- minio 集群化部署
- nginx 负载均衡,转发请求到minio
- spark 集群化部署
docker build -t jinglongzh/spark:3.2.1 .
docker-compose up --scale spark-worker=3 -d
network的名称根据实际名称填写,用docker network ls 命令查看
docker run --rm -it --network docker_spark-network jinglongzh/spark:3.2.1 /bin/sh
/spark/bin/spark-submit --master spark://spark-master:7077 --class \
org.apache.spark.examples.SparkPi \
/spark/examples/jars/spark-examples_2.12-3.2.1.jar 1000
http://localhost:9001/ 账号密码:minio/minio123
使用客户端连接minio 服务端 创建名为spark-test的bucket 并上传测试文件
mc config host add myminio http://192.168.1.6:9000 minio minio123
mc mb myminio/spark-test
mc cp test.json myminio/spark-test/test.json
执行mc ls myminio 报错
sh-4.4# mc ls myminio
mc: <ERROR> Unable to list folder. The request signature we calculated does not match the signature you provided. Check your key and signing method.
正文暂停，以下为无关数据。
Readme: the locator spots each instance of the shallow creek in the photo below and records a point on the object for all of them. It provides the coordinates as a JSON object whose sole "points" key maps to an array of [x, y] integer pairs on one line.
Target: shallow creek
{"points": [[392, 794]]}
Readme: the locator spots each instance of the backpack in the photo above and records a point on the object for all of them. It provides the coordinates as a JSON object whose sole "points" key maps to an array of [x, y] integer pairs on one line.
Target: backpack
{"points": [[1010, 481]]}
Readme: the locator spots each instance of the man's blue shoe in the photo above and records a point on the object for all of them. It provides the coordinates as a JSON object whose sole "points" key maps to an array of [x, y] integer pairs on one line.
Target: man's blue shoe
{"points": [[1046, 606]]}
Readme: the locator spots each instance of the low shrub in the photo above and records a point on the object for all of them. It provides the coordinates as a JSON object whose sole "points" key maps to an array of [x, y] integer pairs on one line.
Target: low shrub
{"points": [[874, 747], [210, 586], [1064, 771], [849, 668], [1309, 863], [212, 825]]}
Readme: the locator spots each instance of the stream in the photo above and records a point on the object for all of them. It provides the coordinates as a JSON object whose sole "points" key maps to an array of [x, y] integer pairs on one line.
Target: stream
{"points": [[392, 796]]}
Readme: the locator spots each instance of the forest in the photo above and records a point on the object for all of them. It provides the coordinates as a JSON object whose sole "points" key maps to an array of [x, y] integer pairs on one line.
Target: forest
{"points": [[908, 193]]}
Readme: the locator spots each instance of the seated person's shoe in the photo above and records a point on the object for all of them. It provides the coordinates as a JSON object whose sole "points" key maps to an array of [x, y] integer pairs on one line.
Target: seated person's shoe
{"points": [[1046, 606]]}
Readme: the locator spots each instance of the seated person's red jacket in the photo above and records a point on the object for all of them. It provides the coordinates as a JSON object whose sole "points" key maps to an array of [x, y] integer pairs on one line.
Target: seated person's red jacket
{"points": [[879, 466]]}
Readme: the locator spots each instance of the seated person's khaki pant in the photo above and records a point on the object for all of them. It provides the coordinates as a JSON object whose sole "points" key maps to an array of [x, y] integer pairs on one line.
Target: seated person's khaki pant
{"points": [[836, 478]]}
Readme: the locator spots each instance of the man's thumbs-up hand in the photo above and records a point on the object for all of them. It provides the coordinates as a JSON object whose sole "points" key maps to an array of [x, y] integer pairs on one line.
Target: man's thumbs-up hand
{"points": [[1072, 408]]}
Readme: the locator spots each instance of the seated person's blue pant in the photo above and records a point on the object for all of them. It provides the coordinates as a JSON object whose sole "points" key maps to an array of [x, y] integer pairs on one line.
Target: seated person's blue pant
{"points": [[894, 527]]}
Spark访问MinIO存储需要一些依赖包 放置在了dependencies文件夹下 并配置了copy_dependencies.sh文件,将依赖包copy到spark 集群的jar包
执行如下命令,打开spark-shell,连接minio
./bin/spark-shell \
--conf spark.hadoop.fs.s3a.endpoint=http://192.168.1.6:9000 \
--conf spark.hadoop.fs.s3a.access.key=minio \
--conf spark.hadoop.fs.s3a.secret.key=minio123 \
--conf spark.hadoop.fs.s3a.path.style.access=true \
--conf spark.hadoop.fs.s3a.impl=org.apache.hadoop.fs.s3a.S3AFileSystem
执行如下命令读取MinIO存储
val b1 = sc.textFile("s3a://spark-test/test.json")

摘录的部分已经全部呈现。